I want to prepare my CUDA kernels for working over large amount of particles (much exceeding 65535 which is max value of gridDim). I tried to create a proper thread index mapping working for any <<<numBlocks, threadsPerBlock>>>
values.
I wrote this:
__global__ void step_k(float* position, size_t numElements, unsigned int* blabla)
{
unsigned int i = calculateIndex();
if (i < numElements){
blabla[i] = i;
}
}
__device__ unsigned int calculateIndex(){
unsigned int xIndex = blockIdx.x*blockDim.x+threadIdx.x;
unsigned int yIndex = blockIdx.y*blockDim.y+threadIdx.y;
unsigned int zIndex = blockIdx.z*blockDim.z+threadIdx.z;
unsigned int xSize = gridDim.x*blockDim.x;
unsigned int ySize = gridDim.y*blockDim.y;
return xSize*ySize*zIndex+xSize*yIndex+xIndex;
}
and I use it this way:
void CudaSphFluids::step(void)
{
//dim3 threadsPerBlock(1024, 1024, 64);
//dim3 numBlocks(65535, 65535, 65535);
dim3 numBlocks(1, 1, 1);
dim3 threadsPerBlock(256, 256, 1);
unsigned int result[256] = {};
unsigned int* d_results;
cudaMalloc( (void**) &d_results,sizeof(unsigned int)*256);
step_k<<<numBlocks, threadsPerBlock>>>(d_position, 256, d_results);
cudaMemcpy(result,d_results,sizeof(unsigned int)*256,cudaMemcpyDeviceToHost);
CLOG(INFO, "SPH")<<"STEP";
for(unsigned int t=0; t<256;t++) {
cout<<result[t]<<"; ";
}
cout<<endl;
cudaFree(d_results);
Sleep(200);
}
It seems to be ok (incrementing numbers from 0 to 255) for :
dim3 numBlocks(1, 1, 1);
dim3 threadsPerBlock(256, 1, 1);
It works for:
dim3 numBlocks(1, 1, 1);
dim3 threadsPerBlock(256, 3, 1);
but when I try to run it for:
dim3 numBlocks(1, 1, 1);
dim3 threadsPerBlock(256, 5, 1);
for:
dim3 numBlocks(1, 1, 1);
dim3 threadsPerBlock(256, 10, 1);
and for larger values like:
dim3 numBlocks(1, 1, 1);
dim3 threadsPerBlock(256, 256, 1);
it's getting crazy:
Then I tried to use another mapping from some smart guy's website:
__device__ int getGlobalIdx_3D_3D()
{
int blockId = blockIdx.x
+ blockIdx.y * gridDim.x
+ gridDim.x * gridDim.y * blockIdx.z;
int threadId = blockId * (blockDim.x * blockDim.y * blockDim.z)

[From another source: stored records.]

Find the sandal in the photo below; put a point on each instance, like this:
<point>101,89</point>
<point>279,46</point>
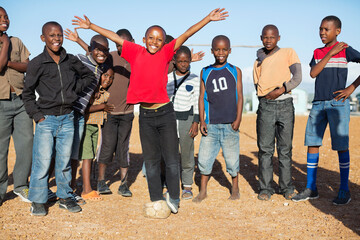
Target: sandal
<point>289,195</point>
<point>92,196</point>
<point>264,196</point>
<point>186,194</point>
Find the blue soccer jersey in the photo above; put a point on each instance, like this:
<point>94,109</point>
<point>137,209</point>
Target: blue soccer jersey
<point>220,99</point>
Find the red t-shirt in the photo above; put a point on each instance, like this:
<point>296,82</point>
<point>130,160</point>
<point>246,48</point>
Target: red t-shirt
<point>148,77</point>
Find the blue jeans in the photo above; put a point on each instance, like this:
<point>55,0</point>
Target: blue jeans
<point>159,138</point>
<point>79,127</point>
<point>275,121</point>
<point>219,135</point>
<point>337,114</point>
<point>15,122</point>
<point>58,130</point>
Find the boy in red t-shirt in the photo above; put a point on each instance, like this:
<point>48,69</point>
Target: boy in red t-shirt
<point>149,68</point>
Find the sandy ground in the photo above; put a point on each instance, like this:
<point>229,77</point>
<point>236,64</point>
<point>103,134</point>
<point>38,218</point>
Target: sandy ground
<point>216,217</point>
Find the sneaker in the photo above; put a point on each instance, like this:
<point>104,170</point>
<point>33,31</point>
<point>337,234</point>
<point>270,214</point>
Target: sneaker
<point>38,209</point>
<point>306,195</point>
<point>172,204</point>
<point>103,188</point>
<point>51,196</point>
<point>69,204</point>
<point>342,198</point>
<point>78,199</point>
<point>23,194</point>
<point>124,190</point>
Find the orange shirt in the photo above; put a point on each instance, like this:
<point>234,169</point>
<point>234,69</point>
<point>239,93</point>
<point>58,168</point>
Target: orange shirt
<point>274,70</point>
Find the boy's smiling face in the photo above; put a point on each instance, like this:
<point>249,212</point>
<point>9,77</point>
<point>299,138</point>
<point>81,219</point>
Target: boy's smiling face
<point>328,32</point>
<point>99,51</point>
<point>270,37</point>
<point>107,78</point>
<point>4,20</point>
<point>221,50</point>
<point>182,62</point>
<point>154,39</point>
<point>53,38</point>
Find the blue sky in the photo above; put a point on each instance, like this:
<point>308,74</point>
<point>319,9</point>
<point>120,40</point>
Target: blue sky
<point>298,22</point>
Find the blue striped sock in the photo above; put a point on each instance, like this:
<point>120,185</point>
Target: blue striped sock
<point>344,163</point>
<point>312,164</point>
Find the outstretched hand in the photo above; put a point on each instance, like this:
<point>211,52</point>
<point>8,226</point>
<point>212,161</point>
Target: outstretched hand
<point>345,93</point>
<point>218,14</point>
<point>82,23</point>
<point>71,35</point>
<point>196,56</point>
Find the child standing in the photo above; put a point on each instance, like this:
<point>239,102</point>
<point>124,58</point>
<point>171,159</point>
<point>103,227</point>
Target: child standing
<point>329,66</point>
<point>95,116</point>
<point>183,91</point>
<point>221,100</point>
<point>117,129</point>
<point>14,121</point>
<point>275,115</point>
<point>98,53</point>
<point>57,77</point>
<point>148,87</point>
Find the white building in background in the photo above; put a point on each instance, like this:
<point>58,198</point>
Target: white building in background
<point>299,98</point>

+ (threadIdx.z * (blockDim.x * blockDim.y))
+ (threadIdx.y * blockDim.x)
+ threadIdx.x;
return threadId;
}
But unfortunately it doesn't work. (numbers are different, but also wrong).
Any ideas what is the reason of such a strange acting?
I use CUDA 6.0 on GeForce GTX 560Ti (sm_21) and VS2012 with NSight.